6.6.12

Les beaux détours

Le soleil se couche lentement sur la ville et je roule vers son centre avec un client chaud qui crache sa haine incendiaire sur les étudiants et tous ces sales gauchistes qui font de l'ombre sur sa vie.

Devant moi, un petit camion blanc clignote à droite depuis cinq coins de rue. Je me demande ce que je vais manger plus tard. Des bruits de casseroles se font encore entendre ici et là.

Mon passager continue son discours que je n'écoute plus. Je fais des "hums" et des "hahans" pour entretenir ses idées arrêtées et tente de garder le taxi en mouvement.

Le temps est doux et les couleurs dans le ciel sont magnifiques. Sur un arrêt, je laisse passer une jeune femme qui arbore un carré rouge et un grand sourire. Je lui file un clin d’œil et laisse mon regard s'attarder un moment.

Un peu plus loin devant moi je vois des centaines de gyrophares et je songe que mon passager qui soliloque toujours, aimerait sans doute voir des manifestants se faire tabasser. Je tourne adroitement à gauche.

Quelques rues plus loin, je réalise que c'est le tour de nuit. Ce soir ce ne seront pas les étudiants qui vont me faire faire de beaux détours, mais les vélos. Je partage l'info avec mon passager qui n'en avait pas besoin de tant pour rajouter tous les cyclistes dans sa liste de nuisances merdiques.

Son impatience m'indiffère au plus haut point. Le compteur, contrairement au taxi continue de rouler. Sur un balcon, j'observe un couple de personnes âgées qui profitent des douceurs de ce début juin.
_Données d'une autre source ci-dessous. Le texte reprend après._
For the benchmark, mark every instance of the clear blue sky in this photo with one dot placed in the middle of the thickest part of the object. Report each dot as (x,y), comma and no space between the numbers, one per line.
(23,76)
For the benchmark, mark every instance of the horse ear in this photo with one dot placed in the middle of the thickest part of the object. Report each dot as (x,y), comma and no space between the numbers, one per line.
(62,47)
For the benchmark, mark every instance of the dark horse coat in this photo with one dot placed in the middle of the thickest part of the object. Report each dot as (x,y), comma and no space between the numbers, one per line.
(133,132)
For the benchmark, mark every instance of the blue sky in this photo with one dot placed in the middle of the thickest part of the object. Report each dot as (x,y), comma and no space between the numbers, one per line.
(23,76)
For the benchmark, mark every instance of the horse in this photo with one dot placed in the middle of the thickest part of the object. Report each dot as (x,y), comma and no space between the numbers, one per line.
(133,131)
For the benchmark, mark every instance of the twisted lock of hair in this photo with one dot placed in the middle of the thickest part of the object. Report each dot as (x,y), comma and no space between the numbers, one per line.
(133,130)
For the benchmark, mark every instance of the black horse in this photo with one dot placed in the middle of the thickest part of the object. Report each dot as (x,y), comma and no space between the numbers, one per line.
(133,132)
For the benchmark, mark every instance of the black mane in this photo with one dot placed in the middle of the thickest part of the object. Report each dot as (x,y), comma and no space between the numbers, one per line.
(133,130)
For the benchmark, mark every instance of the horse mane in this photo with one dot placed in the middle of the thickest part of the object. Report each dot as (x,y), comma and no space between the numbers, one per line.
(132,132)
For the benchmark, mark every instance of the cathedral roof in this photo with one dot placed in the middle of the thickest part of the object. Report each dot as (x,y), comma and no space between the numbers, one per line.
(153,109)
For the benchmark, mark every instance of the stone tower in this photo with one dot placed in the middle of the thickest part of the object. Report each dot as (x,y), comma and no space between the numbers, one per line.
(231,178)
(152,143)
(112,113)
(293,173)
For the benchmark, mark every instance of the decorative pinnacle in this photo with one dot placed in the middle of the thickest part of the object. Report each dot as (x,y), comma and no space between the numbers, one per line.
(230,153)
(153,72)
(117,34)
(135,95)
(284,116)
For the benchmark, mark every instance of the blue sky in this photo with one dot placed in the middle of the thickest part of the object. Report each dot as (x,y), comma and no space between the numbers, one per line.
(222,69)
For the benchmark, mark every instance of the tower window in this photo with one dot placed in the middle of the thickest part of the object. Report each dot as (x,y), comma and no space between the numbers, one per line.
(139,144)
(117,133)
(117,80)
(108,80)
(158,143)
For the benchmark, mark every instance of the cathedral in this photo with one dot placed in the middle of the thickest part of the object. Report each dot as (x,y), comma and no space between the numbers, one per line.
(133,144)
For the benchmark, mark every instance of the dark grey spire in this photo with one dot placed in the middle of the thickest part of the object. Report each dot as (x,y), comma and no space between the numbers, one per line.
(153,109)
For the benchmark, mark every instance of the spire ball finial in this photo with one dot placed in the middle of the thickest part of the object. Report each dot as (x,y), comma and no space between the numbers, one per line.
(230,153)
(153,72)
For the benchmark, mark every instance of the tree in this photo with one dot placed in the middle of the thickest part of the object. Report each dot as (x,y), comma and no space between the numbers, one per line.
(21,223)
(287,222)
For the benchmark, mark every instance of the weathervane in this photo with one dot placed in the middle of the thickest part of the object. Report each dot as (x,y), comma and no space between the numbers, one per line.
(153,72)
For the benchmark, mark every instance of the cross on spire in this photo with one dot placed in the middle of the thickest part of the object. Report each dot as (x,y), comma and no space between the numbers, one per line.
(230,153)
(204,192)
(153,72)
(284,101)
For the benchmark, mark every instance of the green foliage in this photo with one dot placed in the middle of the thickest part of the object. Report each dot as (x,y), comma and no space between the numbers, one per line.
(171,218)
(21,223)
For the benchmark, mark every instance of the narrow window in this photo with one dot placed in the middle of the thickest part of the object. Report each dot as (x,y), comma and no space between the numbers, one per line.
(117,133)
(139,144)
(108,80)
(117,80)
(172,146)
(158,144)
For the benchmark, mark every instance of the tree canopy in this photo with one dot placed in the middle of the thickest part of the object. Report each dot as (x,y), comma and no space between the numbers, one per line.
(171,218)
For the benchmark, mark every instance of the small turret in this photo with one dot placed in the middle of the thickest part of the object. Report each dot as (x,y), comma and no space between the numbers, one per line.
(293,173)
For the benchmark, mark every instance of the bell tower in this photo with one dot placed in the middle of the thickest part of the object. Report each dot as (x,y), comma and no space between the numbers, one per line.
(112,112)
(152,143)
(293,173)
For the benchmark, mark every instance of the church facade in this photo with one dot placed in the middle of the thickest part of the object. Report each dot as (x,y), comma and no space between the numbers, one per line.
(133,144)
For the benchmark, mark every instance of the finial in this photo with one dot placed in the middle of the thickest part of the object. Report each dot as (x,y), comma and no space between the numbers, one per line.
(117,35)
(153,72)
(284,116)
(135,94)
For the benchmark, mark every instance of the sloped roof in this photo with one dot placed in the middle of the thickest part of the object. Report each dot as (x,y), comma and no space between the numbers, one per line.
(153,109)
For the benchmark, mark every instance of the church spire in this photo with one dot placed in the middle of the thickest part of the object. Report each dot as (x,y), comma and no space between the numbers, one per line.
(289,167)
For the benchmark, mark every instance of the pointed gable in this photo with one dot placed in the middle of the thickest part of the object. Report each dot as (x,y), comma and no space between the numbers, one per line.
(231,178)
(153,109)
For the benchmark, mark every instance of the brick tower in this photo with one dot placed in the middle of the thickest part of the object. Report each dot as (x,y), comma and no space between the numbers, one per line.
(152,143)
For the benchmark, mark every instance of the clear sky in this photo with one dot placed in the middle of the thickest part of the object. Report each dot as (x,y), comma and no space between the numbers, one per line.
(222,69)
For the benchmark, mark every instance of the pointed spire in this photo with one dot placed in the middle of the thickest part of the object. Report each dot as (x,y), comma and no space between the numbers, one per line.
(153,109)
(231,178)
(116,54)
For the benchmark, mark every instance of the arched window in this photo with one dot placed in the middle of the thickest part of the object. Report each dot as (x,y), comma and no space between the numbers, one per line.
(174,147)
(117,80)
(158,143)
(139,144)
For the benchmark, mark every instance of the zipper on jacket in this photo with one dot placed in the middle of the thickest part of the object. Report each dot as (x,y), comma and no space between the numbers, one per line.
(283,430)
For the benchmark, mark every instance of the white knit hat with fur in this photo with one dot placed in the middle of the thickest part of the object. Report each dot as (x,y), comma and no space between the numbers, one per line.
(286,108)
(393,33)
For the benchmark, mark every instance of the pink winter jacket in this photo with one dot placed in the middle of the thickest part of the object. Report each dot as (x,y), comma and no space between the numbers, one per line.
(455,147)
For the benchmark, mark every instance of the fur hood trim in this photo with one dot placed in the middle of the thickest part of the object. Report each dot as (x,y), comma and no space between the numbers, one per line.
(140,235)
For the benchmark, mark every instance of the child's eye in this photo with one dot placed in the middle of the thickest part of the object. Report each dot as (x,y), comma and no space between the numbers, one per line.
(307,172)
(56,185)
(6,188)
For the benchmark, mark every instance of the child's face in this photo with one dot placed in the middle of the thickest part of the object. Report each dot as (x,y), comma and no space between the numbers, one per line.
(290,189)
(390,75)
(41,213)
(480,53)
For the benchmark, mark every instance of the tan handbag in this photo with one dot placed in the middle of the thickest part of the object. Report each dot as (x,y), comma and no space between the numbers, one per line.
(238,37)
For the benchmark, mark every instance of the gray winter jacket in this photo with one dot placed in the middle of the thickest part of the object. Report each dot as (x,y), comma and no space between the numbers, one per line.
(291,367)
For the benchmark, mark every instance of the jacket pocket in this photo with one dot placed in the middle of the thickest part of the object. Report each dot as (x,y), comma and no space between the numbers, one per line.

Les effluves d'un grand lilas me font respirer un bon coup. Je me sens bien.

L'énervé réalise finalement après une dizaine de minutes que ça ira  plus vite à pied. Comme depuis le début de la course, je ne le contredis pas et lui dis que je suis désolé pour lui. Il ne comprend pas l'allusion.

Je prends par la première ruelle et m'esquive rapidement de ce bouchon. Je monte le son de la radio, une guitare électrique crache son blues dans un crépuscule urbain.

J'anticipe déjà les beaux détours que la nuit me proposera.